In conclusion, eight weeks trientine treatment caused significant improvement in numerous indexes of cardiac function as determined by cMRI in a widely employed nonclinical model of diabetes-induced heart failure, the STZ-diabetic rat. These findings support and extend previous studies in diabetic rats, and are consistent with results from a recent Phase 2 trial of trientine treatment in diabetic patients with LVH. The Cu(II)-selective chelator trientine is the first in a new class of orally-active molecules with application in the experimental pharmacotherapy of the diabetic complications. The evidence presented here supports the further clinical investigation of trientine treatment in patients with diabetes and heart failure.

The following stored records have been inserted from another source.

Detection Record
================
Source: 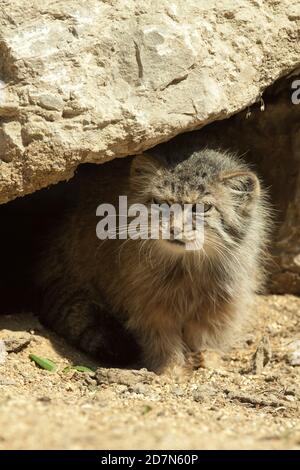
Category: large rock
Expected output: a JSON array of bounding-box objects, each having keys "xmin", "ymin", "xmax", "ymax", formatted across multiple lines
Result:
[{"xmin": 0, "ymin": 0, "xmax": 300, "ymax": 202}]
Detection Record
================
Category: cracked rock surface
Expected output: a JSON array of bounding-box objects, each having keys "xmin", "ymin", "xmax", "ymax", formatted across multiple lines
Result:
[{"xmin": 0, "ymin": 0, "xmax": 300, "ymax": 203}]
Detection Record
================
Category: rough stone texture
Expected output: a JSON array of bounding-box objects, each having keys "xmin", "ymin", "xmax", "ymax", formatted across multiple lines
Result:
[{"xmin": 0, "ymin": 0, "xmax": 300, "ymax": 202}]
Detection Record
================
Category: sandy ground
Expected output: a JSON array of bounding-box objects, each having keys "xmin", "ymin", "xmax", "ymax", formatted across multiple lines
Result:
[{"xmin": 0, "ymin": 296, "xmax": 300, "ymax": 449}]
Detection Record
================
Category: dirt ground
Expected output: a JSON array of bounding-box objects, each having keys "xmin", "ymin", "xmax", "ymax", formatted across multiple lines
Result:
[{"xmin": 0, "ymin": 296, "xmax": 300, "ymax": 449}]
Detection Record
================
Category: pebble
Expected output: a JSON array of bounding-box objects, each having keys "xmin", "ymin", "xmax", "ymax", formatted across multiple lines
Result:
[{"xmin": 0, "ymin": 339, "xmax": 7, "ymax": 365}]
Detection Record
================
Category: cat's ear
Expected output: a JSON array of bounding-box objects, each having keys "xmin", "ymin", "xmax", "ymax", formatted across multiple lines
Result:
[
  {"xmin": 220, "ymin": 171, "xmax": 260, "ymax": 201},
  {"xmin": 130, "ymin": 154, "xmax": 160, "ymax": 177}
]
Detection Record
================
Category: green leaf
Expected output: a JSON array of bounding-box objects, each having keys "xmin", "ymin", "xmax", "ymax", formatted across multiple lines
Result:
[{"xmin": 29, "ymin": 354, "xmax": 57, "ymax": 372}]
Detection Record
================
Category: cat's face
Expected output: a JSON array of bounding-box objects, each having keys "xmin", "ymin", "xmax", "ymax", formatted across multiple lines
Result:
[{"xmin": 131, "ymin": 149, "xmax": 260, "ymax": 256}]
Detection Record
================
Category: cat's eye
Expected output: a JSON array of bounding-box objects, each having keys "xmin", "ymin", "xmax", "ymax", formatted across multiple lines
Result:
[{"xmin": 203, "ymin": 204, "xmax": 212, "ymax": 212}]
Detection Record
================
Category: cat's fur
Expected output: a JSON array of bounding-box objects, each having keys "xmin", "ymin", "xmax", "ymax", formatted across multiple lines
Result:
[{"xmin": 38, "ymin": 145, "xmax": 268, "ymax": 372}]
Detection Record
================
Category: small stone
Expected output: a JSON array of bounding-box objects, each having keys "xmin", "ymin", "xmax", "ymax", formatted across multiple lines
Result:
[
  {"xmin": 38, "ymin": 93, "xmax": 64, "ymax": 111},
  {"xmin": 0, "ymin": 339, "xmax": 7, "ymax": 365},
  {"xmin": 252, "ymin": 336, "xmax": 272, "ymax": 374},
  {"xmin": 171, "ymin": 386, "xmax": 184, "ymax": 397},
  {"xmin": 130, "ymin": 383, "xmax": 149, "ymax": 395},
  {"xmin": 287, "ymin": 340, "xmax": 300, "ymax": 366},
  {"xmin": 192, "ymin": 390, "xmax": 204, "ymax": 403},
  {"xmin": 4, "ymin": 337, "xmax": 31, "ymax": 353}
]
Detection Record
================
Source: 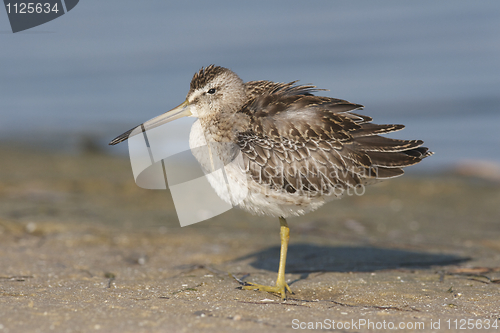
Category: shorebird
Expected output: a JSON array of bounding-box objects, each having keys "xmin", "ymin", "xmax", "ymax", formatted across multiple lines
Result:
[{"xmin": 110, "ymin": 65, "xmax": 432, "ymax": 299}]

aAbbreviations: AGEs, advanced glycation endproducts; ANOVA, analysis of variance; ARB, angiotensin II receptor blocker; BW, body-weight; cMRI, cardiac magnetic-resonance imaging; CI, 95% confidence interval of the mean; CO, cardiac output; Cu(I), univalent copper; Cu(II), divalent copper; ECM, extracellular matrix; EPR, electron paramagnetic resonance spectroscopy; LME, linear mixed-effects; LVEDV, LV end-diastolic volume; LVEF, left-ventricular ejection fraction; LVESV, LV end-systolic volume; LVM, LV mass; PET, positron-emission tomography; PIXE, particle-induced X-ray emission spectroscopy; RBS, Rutherford backscattering spectroscopy; STZ, streptozotocin; T1DM, type-1 diabetes; T2DM, type-2 diabetes; TE, echo time; TR, repetition time; TTM, tetrathiomolybdate.